WARSAW — Now through Feb. 3, 2016, the Kim M. Reiff art exhibit will be on public display at Warsaw City Hall, 102 S. Buffalo St., Warsaw. Reiff is associate professor of art and design, and department chair of visual, performing and media arts at Grace College.
Her artistic pursuits include merging traditional and digital art forms that explore the visual and tactile nature of “being.” Utilizing wet media, digitized photographs, and mixed materials through a reconstructive process, her work personifies the inherent fragility and enduring strength of humanity.
Her current exhibit features artworks from two different series entitled “Shadows” and “Reconnecting.” Images from her Shadows series derive from shadows cast on sidewalks. Photos were taken with family and friends in Spain and in southern Indiana.
Reiff explains, “Shadows help us see ourselves, and sometimes the world, a little differently. As children, we chased them, jumped on them and danced with them. As adults we run from the shadows of our past, but seldom stop to see ourselves cast in the light of the present. This imagery explores stopping in the light with family and friends.” When viewing this work, Reiff hopes that observers will see their own shadow projected from the gallery lights and for a moment view themselves and the world a little differently.
The creative process for this work explores digital and traditional methods including the use of photography, photo imaging software, inkjet printing, and watercolor. The photographic compositions are modified, printed on watercolor paper, then manipulated using traditional brush and watercolors.
The second series, Reconnecting, is a body of work featuring knotted bows that in a simple way reveal a complex human condition: reconnecting of mind, body and spirit.
After experiencing what she refers to as a “life interruption” in 2013, her left side became totally paralyzed due to a stroke. Requiring significant focus of thought, determination, and help from family and friends, she regained the physical ability to stretch, tear and paint canvases again. And through hundreds of attempts, she relearned to tie bows.
Reiff states, “At one point when I was discouraged because the bows weren’t perfect, my friend said to me, ‘It’s not about being perfect; it’s about being whole’. The process of creating these tactile works revealed to me a new paradigm about reconnecting: it must happen in the present, and in the present we become whole.”

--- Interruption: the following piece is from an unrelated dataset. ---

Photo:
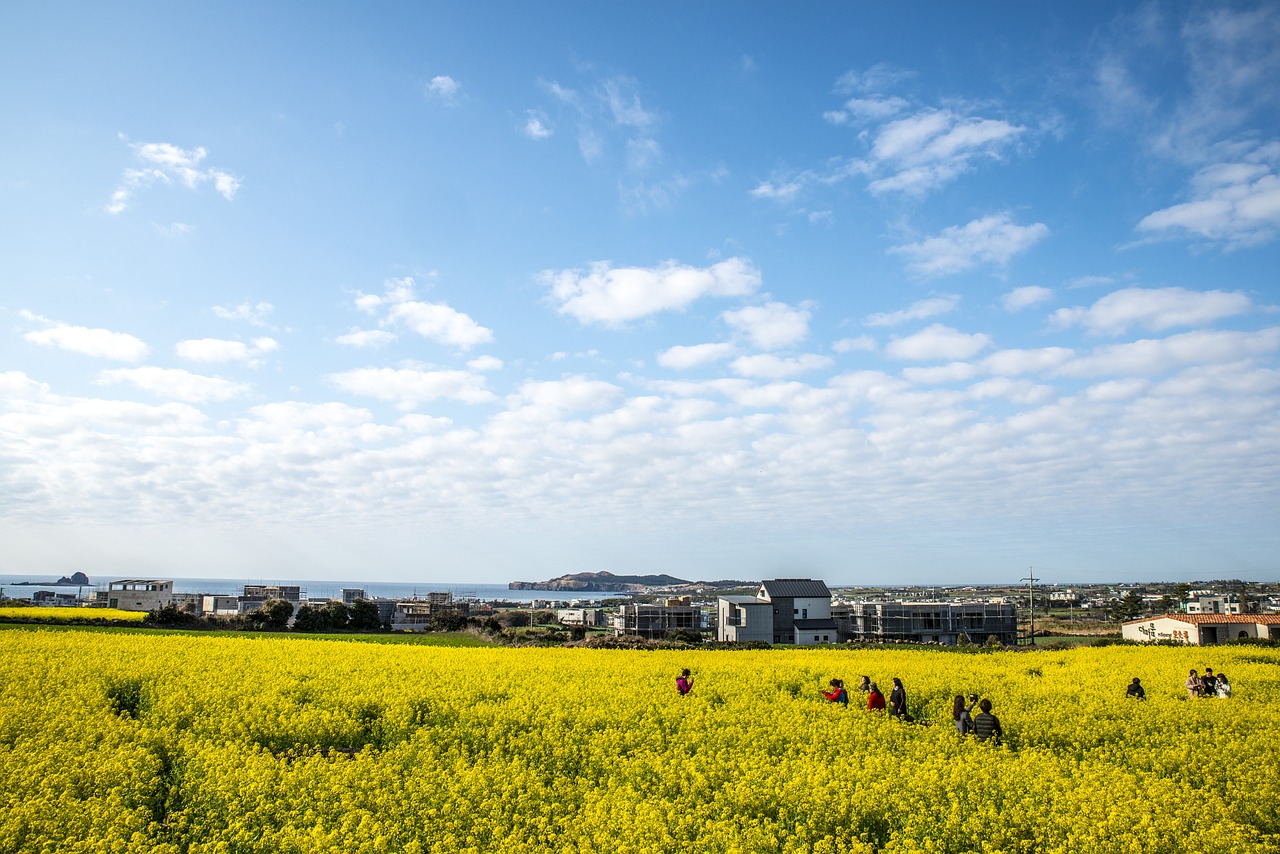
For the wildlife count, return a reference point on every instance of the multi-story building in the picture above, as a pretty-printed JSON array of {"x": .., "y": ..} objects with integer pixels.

Through the visual textures of imperfectly tied canvas bows, dried acrylic paint and unraveled threads, her hope is the viewer may find encouragement on their own journey of reconnecting.
Shadows and Reconnecting by Kim Reiff may be viewed by the public at the Warsaw City Hall main lobby and gallery Monday through Friday from 8 a.m. – 4 p.m. until Feb. 3. Please note, City Hall will be closed Dec. 24 and 25.